The most popular notebook tool is Jupyter (“Julia, Python, R”). It is widely used and fits in well with exploratory data analysis or other interactive workflows. It can be installed by adding the IJulia.jl package.

Pluto.jl is a newer tool, which adds reactivity and interactivity. It is also more amenable to version control than Jupyter notebooks because notebooks are saved as plain Julia scripts. Pluto is unique to Julia because of the language’s ability to introspect and analyze dependencies in its own code. Pluto also has built-in package/environment management, meaning that Pluto notebooks contains all the code needed to reproduce results (as long as Julia and Pluto are installed).

A Whirlwind Tour of General-Purpose Packages

The Julia ecosystem favors composability and interoperability, enabled by multiple dispatch. In other words, because it’s easy to automatically specialize functionality based on the type of data being used, there’s much less need to bundle a lot of features within a single package.

As you’ll see, Julia packages tend to be less vertically integrated because it’s easier to pass data around. Counterexamples of this in Python and R:

  • Numpy-compatible packages that are designed to work with a subset of numerically fast libraries in Python
  • special functions in Pandas to read CSV, JSON, database connections, etc.
  • The Tidyverse in R has a tightly coupled set of packages that works well together but has limitations with some other R packages

Julia is not perfect in this regard, but it’s neat to see how frequently things just work. It’s not magic, but because of Julia features outside the scope of this article it’s easy for package developers (and you!) to do this.

Julia also has language-level support for documentation, so packages can follow a consistent style of help-text and have the docs be auto-generated into web pages available locally or online.

The following highlighted packages were chosen for their relevance to typical actuarial work, with a bias towards those used regularly by the authors. This is a small sampling of the over 6000 registered Julia Packages4

Data

Julia offers a rich data ecosystem with a multitude of available packages. Perhaps at the center of the data ecosystem are CSV.jl and DataFrames.jl. CSV.jl is for reading and writing files text files (namely CSVs) and offers top-class read and write performance. DataFrames.jl is a mature package for working with dataframes, comparable to Pandas or dplyr.

Other notable packages include ODBC.jl, which lets you connect to any database (given you have the right drivers installed), and Arrow.jl which implements the Apache Arrow standard in Julia.

Worth mentioning also is Dates, a built-in package making date manipulation straightforward and robust.

Check out JuliaData org for more packages and information.

Plotting

Plots.jl is a meta-package providing an interface to consistently work with several plotting backends, depending if you are trying to emphasize interactivity on the web or print-quality output.
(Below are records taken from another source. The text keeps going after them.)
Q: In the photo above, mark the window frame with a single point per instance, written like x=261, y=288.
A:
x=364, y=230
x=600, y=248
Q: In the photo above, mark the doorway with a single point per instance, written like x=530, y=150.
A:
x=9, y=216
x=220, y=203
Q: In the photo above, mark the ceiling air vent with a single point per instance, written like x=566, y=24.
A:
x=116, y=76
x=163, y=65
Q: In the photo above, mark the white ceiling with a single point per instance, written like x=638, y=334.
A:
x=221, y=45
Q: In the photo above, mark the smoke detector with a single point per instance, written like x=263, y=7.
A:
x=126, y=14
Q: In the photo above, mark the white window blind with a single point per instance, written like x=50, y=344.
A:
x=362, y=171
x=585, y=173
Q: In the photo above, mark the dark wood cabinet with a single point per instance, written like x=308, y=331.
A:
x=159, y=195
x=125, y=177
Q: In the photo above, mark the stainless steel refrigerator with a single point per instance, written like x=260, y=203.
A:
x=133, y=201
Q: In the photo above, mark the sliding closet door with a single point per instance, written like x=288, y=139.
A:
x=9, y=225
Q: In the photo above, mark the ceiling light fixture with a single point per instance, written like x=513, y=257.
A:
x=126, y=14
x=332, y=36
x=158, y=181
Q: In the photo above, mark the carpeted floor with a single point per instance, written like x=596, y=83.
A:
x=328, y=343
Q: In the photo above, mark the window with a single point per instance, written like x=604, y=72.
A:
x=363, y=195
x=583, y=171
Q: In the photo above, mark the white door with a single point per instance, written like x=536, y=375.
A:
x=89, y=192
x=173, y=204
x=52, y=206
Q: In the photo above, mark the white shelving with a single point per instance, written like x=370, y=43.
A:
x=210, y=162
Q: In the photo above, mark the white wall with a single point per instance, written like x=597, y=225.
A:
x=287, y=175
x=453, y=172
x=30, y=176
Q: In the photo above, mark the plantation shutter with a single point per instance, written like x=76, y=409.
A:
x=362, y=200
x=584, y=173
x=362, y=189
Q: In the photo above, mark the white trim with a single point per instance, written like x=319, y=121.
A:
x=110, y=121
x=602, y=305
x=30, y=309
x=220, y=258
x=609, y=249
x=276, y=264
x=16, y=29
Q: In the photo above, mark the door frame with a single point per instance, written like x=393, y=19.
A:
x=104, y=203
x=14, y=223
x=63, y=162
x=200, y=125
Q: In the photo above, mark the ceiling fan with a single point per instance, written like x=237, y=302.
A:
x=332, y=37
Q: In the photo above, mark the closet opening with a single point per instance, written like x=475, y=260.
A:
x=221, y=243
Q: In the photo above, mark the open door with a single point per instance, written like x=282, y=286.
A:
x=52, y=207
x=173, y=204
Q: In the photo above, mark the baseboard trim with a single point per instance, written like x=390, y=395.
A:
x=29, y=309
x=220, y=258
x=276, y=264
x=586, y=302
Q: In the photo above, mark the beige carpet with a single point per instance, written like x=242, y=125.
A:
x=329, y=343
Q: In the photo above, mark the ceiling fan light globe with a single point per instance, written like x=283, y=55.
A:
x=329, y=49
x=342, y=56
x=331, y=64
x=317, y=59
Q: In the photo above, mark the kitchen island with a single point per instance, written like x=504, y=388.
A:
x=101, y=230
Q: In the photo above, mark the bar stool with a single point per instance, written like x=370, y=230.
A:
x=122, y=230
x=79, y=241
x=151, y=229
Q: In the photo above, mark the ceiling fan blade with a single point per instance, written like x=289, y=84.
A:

You can very easily add animations or change almost any feature of a plot.

StatsPlots.jl extends Plots.jl with a focus on data visualization and compatibility with dataframes.

Makie.jl supports GPU-accelerated plotting and can create very rich, beautiful visualizations, but it’s main downside is that it has not yet been optimized to minimize the time-to-first-plot.

Statistics

Julia has first-class support for missing values, which follows the rules of three-valued logic so other packages don’t need to do anything special to incorporate missing values.

StatsBase.jl and Distributions.jl are essentials for a range of statistics functions and probability distributions respectively.

Others include:

  • Turing.jl, a probabilistic programming (Bayesian statistics) library, which is outstanding in its combination of clear model syntax with performance.
  • GLM.jl for any type of linear modeling (mimicking R’s glm functionality).
  • LsqFit.jl for fitting data to non-linear models.
  • MultivariateStats.jl for multivariate statistics, such as PCA.

You can find more packages and learn about them here.

Machine Learning

Flux, Gen, Knet, and MLJ are all very popular machine learning libraries. There are also packages for PyTorch, Tensorflow, and SciKitML available. One advantage for users is that the Julia packages are written in Julia, so it can be easier to adapt or see what’s going on in the entire stack. In contrast to this design, PyTorch and Tensorflow are built primarily with C++.

Another advantage is that the Julia libraries can use automatic differentiation to optimize on a wider range of data and functions than those built into libraries in other languages.

Differentiable Programming

Sensitivity testing is very common in actuarial workflows: essentially, it’s understanding the change in one variable in relation to another. In other words, the derivative!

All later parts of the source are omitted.